In 1998 Arnett narrated a joint venture between CNN and Time Magazine called NewsStand, which described what he called "Operation Tailwind." The report said that the US Army had used Sarin against a group of deserting US soldiers in Laos in 1970. In response, The Pentagon commissioned another report contradicting CNN's. CNN subsequently retracted the story after conducting an internal investigation, and a number of the persons responsible for the report were fired or forced to resign. Arnett was reprimanded by his employer, and his contract was not renewed.

Interview in Iraq

On assignment for NBC and National Geographic, Arnett went to Iraq in 2003 to cover the U.S. invasion. After a press meeting there he granted an interview to state-run Iraq TV on March 31, 2003, in which he stated, "Now America is reappraising the battlefield, delaying the war against Iraq, maybe a week and rewriting the war plan. The first plan has failed because of Iraqi resistance. Now they are trying to write another plan... So our reports about civilian casualties here, about the resistance of the Iraqi forces, are going back to the United States. It helps those who oppose the war when you challenge the policy to develop their arguments."

When Arnett's remarks sparked a "firestorm of protest", NBC initially defended him, saying he had given the interview as a professional courtesy and that his remarks were "analytical in nature". A day later, though, NBC, MSNBC and National Geographic all severed their relationships with Arnett.

In response to Arnett's statement on Iraqi TV, the corporation stated, "It was wrong for Mr. Arnett to grant an interview with state-controlled Iraqi TV, especially at a time of war and it was wrong for him to discuss his personal observations and opinions." Arnett responded, "My stupid misjudgment was to spend fifteen minutes in an impromptu interview with Iraqi television...I said in that interview essentially what we all know about the war, that there have been delays in implementing policy, there have been surprises."

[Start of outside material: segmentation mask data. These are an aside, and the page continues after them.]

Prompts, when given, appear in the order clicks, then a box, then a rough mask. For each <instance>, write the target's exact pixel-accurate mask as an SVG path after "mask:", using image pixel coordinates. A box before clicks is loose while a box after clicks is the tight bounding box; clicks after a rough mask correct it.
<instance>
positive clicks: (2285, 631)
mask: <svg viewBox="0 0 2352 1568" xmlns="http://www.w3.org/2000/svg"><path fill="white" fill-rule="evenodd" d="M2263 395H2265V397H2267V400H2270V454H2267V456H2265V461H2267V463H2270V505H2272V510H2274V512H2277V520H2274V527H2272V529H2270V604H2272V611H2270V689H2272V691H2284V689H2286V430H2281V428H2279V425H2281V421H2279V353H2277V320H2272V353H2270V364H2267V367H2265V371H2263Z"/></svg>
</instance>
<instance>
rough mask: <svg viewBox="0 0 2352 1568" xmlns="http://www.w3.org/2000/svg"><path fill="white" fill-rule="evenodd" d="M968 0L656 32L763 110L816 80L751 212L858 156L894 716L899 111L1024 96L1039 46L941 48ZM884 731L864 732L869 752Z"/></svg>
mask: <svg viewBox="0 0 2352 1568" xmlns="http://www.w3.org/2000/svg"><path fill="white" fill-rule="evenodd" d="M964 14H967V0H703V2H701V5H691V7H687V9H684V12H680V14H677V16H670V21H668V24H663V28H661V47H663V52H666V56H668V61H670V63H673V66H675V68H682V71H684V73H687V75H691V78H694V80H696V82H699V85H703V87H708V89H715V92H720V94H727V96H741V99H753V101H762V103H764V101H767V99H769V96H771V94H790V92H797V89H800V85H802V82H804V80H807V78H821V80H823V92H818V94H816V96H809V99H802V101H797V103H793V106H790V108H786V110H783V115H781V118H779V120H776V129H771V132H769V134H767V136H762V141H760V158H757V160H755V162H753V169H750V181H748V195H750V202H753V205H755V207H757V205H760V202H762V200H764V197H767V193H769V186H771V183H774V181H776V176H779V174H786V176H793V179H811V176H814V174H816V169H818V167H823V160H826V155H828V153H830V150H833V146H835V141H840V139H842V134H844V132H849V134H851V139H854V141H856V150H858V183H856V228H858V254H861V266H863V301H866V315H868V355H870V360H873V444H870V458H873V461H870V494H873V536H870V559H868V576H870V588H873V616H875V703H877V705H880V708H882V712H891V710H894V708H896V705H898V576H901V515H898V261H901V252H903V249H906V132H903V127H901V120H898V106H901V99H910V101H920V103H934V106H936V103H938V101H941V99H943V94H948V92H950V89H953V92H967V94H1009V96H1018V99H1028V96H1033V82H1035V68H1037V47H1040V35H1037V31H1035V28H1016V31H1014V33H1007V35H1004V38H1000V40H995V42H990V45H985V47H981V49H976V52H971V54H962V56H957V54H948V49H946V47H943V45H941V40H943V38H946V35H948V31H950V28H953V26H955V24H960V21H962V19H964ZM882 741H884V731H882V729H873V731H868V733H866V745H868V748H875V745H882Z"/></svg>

Later that day, Arnett was hired by the British tabloid newspaper the Daily Mirror, which opposed the war. A couple of days later he was also assigned to Greek television channel NET television, and Belgian VTM.

Quotes

  • Arnett quoting a U.S. army officer in Vietnam, when asked about the background for the use of much heavy artillery against a small village. Whether Arnett made this up or not is disputed, as the officer in question cannot remember making the statement:
"We had to destroy the village in order to save it."
  • When asking Saddam Hussein if he realized he had made a mistake by not withdrawing from Kuwait at the insistence of the coalition, Saddam answered:
"I don't care of the consequences, Allah is beside me in this struggle."
  • When asked what he intended to do after being fired from NBC in 2003:
"There's a small island, inhabited in the South Pacific, that I will try to swim to."